A judge has ordered the release of Adnan Syed after overturning his murder conviction, which was the subject of the popular Serial podcast.
Mr Syed was 17 when he was sentenced to life in prison in 2000 for the murder of his girlfriend Hae Min Lee, who was strangled and buried in a Baltimore park in 1999.
On Monday, a Maryland judge overturned the conviction after prosecutors said there were two other possible suspects who were never disclosed to the defence at trial.
Judge Melissa Phinn of the Circuit Court in Baltimore ordered Mr Syed to be released from prison and put on home detention. She also ordered the state to decide whether to seek a new trial date or dismiss the case within 30 days.
“All right Mr Syed, you’re free to join your family,” Ms Phinn said as the hearing ended.
Mr Syed, now 41, has always maintained his innocence and has been appealing his conviction for years.
The case was first brought to global attention by the 2014 hit podcast, which raised doubts about his guilt and some evidence prosecutors had used.

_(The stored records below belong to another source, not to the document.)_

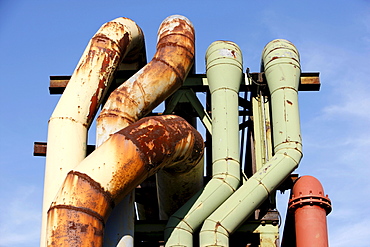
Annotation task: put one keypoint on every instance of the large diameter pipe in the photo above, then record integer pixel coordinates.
(154, 82)
(309, 205)
(176, 185)
(224, 73)
(68, 125)
(282, 70)
(90, 191)
(141, 94)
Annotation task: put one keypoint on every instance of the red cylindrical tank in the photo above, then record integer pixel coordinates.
(310, 207)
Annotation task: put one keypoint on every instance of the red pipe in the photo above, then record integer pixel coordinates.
(310, 206)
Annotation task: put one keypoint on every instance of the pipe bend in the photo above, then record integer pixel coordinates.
(282, 70)
(80, 101)
(127, 158)
(224, 74)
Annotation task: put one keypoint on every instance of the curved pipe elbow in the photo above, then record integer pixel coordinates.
(94, 72)
(224, 74)
(154, 82)
(128, 157)
(70, 120)
(282, 70)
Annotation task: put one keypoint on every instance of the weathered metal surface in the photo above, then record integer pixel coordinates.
(282, 70)
(113, 170)
(67, 133)
(310, 81)
(40, 149)
(224, 72)
(309, 205)
(153, 83)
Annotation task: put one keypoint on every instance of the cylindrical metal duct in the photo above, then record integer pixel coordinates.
(224, 74)
(282, 70)
(68, 125)
(309, 205)
(156, 81)
(90, 191)
(140, 94)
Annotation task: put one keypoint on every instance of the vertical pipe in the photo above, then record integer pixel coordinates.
(282, 70)
(90, 192)
(224, 73)
(142, 93)
(68, 125)
(309, 205)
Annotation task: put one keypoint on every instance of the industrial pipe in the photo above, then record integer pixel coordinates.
(139, 95)
(156, 81)
(282, 69)
(176, 185)
(68, 125)
(79, 212)
(309, 205)
(224, 74)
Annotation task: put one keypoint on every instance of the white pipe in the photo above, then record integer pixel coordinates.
(224, 73)
(282, 70)
(68, 125)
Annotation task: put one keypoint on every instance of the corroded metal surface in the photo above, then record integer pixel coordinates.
(113, 170)
(155, 82)
(68, 125)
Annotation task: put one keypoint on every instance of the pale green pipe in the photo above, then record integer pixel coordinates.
(224, 73)
(282, 70)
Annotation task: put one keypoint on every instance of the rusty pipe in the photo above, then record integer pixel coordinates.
(154, 82)
(90, 191)
(309, 206)
(142, 93)
(68, 125)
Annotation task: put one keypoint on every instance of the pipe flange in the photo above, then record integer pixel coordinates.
(307, 190)
(310, 200)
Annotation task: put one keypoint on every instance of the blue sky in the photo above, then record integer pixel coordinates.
(43, 38)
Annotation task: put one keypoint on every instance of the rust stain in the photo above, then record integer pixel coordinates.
(157, 80)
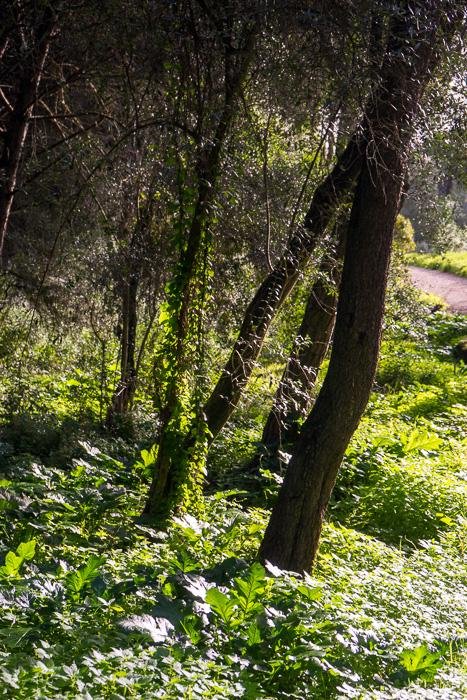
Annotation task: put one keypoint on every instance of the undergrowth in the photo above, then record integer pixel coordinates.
(451, 261)
(97, 604)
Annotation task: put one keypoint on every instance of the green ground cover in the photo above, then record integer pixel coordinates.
(96, 604)
(452, 261)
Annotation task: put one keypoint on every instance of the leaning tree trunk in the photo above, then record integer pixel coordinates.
(16, 131)
(294, 393)
(176, 471)
(292, 535)
(278, 284)
(129, 285)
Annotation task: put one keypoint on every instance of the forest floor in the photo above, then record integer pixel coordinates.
(444, 284)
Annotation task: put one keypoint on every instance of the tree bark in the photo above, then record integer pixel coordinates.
(278, 284)
(173, 450)
(294, 393)
(292, 535)
(16, 131)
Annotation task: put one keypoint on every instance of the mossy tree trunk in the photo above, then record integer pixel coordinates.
(293, 532)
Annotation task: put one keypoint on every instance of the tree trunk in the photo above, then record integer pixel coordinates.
(292, 535)
(15, 135)
(294, 393)
(175, 456)
(278, 284)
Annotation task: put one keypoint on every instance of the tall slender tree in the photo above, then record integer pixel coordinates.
(417, 41)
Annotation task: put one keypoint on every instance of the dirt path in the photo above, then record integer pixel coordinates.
(450, 287)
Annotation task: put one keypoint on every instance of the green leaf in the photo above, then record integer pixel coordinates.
(155, 627)
(221, 604)
(251, 587)
(26, 550)
(78, 580)
(419, 660)
(311, 593)
(12, 564)
(253, 634)
(419, 439)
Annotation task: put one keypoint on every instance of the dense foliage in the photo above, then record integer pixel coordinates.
(98, 604)
(451, 261)
(199, 221)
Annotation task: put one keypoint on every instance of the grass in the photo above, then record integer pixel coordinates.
(96, 604)
(453, 261)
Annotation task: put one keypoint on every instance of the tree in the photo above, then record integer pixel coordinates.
(28, 40)
(417, 40)
(294, 393)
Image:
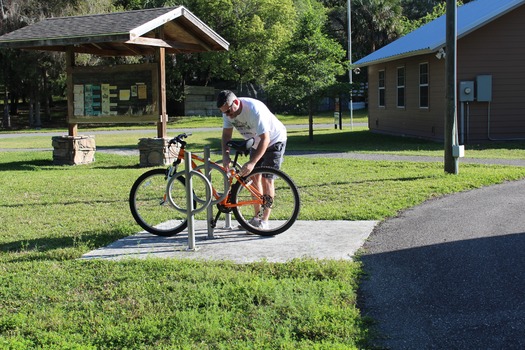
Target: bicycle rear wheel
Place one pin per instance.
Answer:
(284, 205)
(150, 207)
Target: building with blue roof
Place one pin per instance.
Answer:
(406, 78)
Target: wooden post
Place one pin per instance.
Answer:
(162, 124)
(70, 63)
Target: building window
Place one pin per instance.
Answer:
(423, 85)
(401, 87)
(381, 88)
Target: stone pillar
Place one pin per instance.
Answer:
(154, 152)
(73, 150)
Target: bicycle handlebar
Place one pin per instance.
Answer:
(179, 139)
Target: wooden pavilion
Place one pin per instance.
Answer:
(117, 94)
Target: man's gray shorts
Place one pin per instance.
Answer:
(273, 157)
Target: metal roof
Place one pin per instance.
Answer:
(432, 36)
(119, 33)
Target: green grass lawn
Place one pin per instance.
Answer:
(51, 215)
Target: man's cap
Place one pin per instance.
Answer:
(225, 96)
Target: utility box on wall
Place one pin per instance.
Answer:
(466, 91)
(484, 83)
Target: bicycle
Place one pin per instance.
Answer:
(156, 194)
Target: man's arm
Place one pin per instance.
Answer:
(227, 134)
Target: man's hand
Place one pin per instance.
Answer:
(246, 169)
(226, 160)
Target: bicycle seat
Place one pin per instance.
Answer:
(241, 145)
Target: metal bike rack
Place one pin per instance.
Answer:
(207, 203)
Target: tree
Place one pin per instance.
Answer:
(308, 66)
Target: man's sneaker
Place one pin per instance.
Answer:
(255, 222)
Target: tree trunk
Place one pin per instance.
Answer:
(6, 120)
(310, 120)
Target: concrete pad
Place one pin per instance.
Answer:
(305, 239)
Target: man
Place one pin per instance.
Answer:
(251, 118)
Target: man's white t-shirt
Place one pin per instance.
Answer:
(256, 119)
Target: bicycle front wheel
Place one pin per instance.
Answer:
(150, 207)
(280, 200)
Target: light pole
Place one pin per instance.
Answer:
(451, 162)
(349, 14)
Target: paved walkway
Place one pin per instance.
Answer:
(450, 273)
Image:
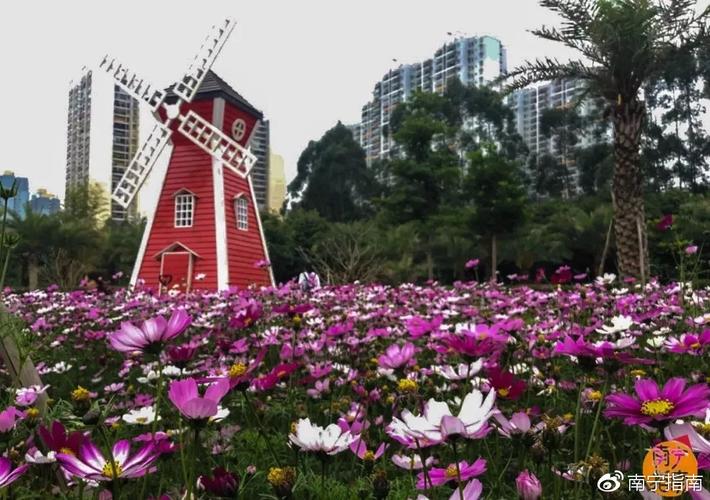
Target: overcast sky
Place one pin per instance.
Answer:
(305, 63)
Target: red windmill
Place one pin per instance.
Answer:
(205, 231)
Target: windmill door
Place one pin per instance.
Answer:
(176, 271)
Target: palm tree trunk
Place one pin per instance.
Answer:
(32, 273)
(494, 259)
(631, 251)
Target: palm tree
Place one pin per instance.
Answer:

Serial suggested evidence unearthed from witness Asia McClain could have corroborated Mr Syed’s account that he was in the library at the time of the killing.
Last week, prosecutors filed a motion saying that a lengthy investigation conducted with the defence had uncovered new evidence that could undermine Mr Syed’s conviction.
Becky Feldman, chief of the Sentencing Review Unit, described to the judge various details from the case that undermine the conviction, including flawed mobile phone data, unreliable witness testimony and a potentially biased detective.
The investigation “revealed undisclosed and newly developed information regarding two alternative suspects, as well as unreliable cell phone tower data”, said the office of the state’s attorney for Baltimore, Marilyn Mosby, in a news release last week.
Serial and the case against Adnan Syed
The suspects were known persons at the time of the original investigation, prosecutors said, but were not properly ruled out or disclosed to the defence, who declined to release information about the suspects due to the ongoing investigation.
Prosecutors said they were not asserting that Mr Syed is innocent, but they lacked confidence “in the integrity of the conviction” and recommended he be released.